The authors also noted that ICU mortality rates would likely change again, both as new, more contagious variants of the virus circulate, and more people receive vaccination against the coronavirus.
Feb 1 Anaesthesia study
Feb 1 AAGBI news release
Sweden reports lower COVID-19 ICU rates than rest of Europe
Mortality rates in Swedish intensive care units (ICUs) were lower during the first wave of the COVID-19 pandemic compared with other European countries, according to a new study in the European Journal of Anaesthesiology.
As in other countries, mortality in Sweden from COVID-19 was driven by several predictable factors: age, severity of disease, and the presence of organ failure. But unlike other countries, Sweden did not commit to a society-wide lockdown during the first wave of the pandemic.
“Coupled with what is widely perceived to be a ‘relaxed’ national pandemic strategy, results for ICU care in Sweden are understandably under scrutiny,” the authors said in a European Society of Anaesthesiology and Intensive Care (ESAIC) press release.

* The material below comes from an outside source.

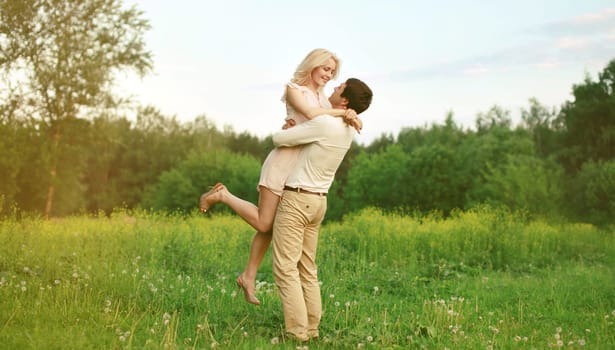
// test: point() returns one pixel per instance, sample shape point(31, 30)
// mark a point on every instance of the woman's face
point(322, 74)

The data comes from 1,563 adult admissions to Swedish ICUs from Mar 6 to May 6, 2020. Thirty-day all-cause mortality was 27%, and mortality within the ICUs was 23%. Chronic lung disease was the only comorbidity to be associated with increased mortality, and it carried a 50% increased risk of death.
Other European countries with data from roughly the same period show higher rates of ICU mortality, with Italy reporting the highest rate, at 49%. A French-Belgian-Swiss study showed ICU mortality rates from 26% to 30%, and various North America studies show a 35% mortality rate in ICUs during the first pandemic wave.
“We believe that process and organisational factors have likely contributed to the relatively good outcomes seen in Swedish ICUs as staffing, protective equipment, availability of drugs, medical and technical equipment were considered at an early stage at hospital and regional levels,” the authors concluded in the press release.